The fact that this poem “unleashed a storm of controversy” after publication, in a permissive age at that, is a testament to the persistent nature of our own prudish impulses, I think.
On the poem itself:
I have seen a suggestion that the first part in quotes is Neobule’s younger sister describing herself and addressing the author, and that she is also the subject of the sexual conquest described. This would seem a doubly shameful attack of the family. The invective directed at Neobule is shocking in its ferocity; “overripe” and with “excessive friends” – male ones I assume. Is the reference to cheeks growing dark a reference to passion subsiding?
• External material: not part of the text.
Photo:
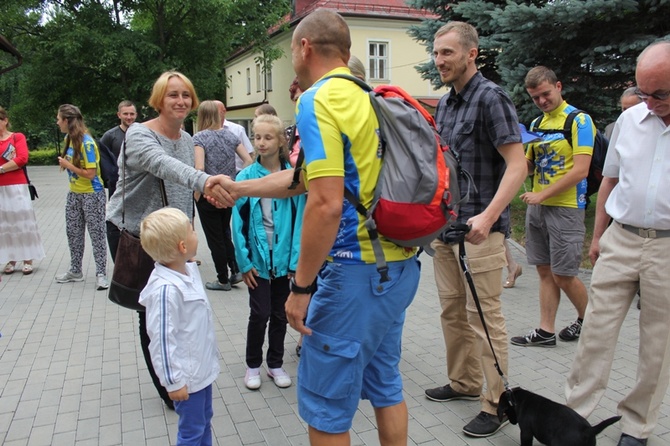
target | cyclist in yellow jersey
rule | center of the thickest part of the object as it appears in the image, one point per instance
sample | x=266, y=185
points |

The cornice, gate and “grass-bearing garden” analogy is highly amusing. As for the “white force”, when I read that the newly woke Cambridge University Classics faculty are to put up signs explaining why their plaster busts are white, I can only imagine the treatment awaiting Archilochos’ description of the essence of masculinity.
The reference to “cheeks growing dark” refers to the fact that in the dramatic setting Archilochos has no dark beard and is therefore quite young.
The normal interpretation of the opening speaker is to assume she’s Neobule’s younger sister. In a recent study, however, she was downgraded to a slave or low status girl who wants and affair with the poet with a marriage possibility. The analysis is very complex and not persuading. The author also has a very different explanation for the sexual technique that produces “white force.” He argues, among many possibilities, it’s fellatio. Here’s the citation:
Chris Eckerman, “Teasing and Pleasing in Archilochus’ First Cologne” Zeitschrift für Papyrologie u. Epigraphik 179 (2011) 11~19.
Great, thanks for the explanation & citation, Eckerman’s analysis is persuasive.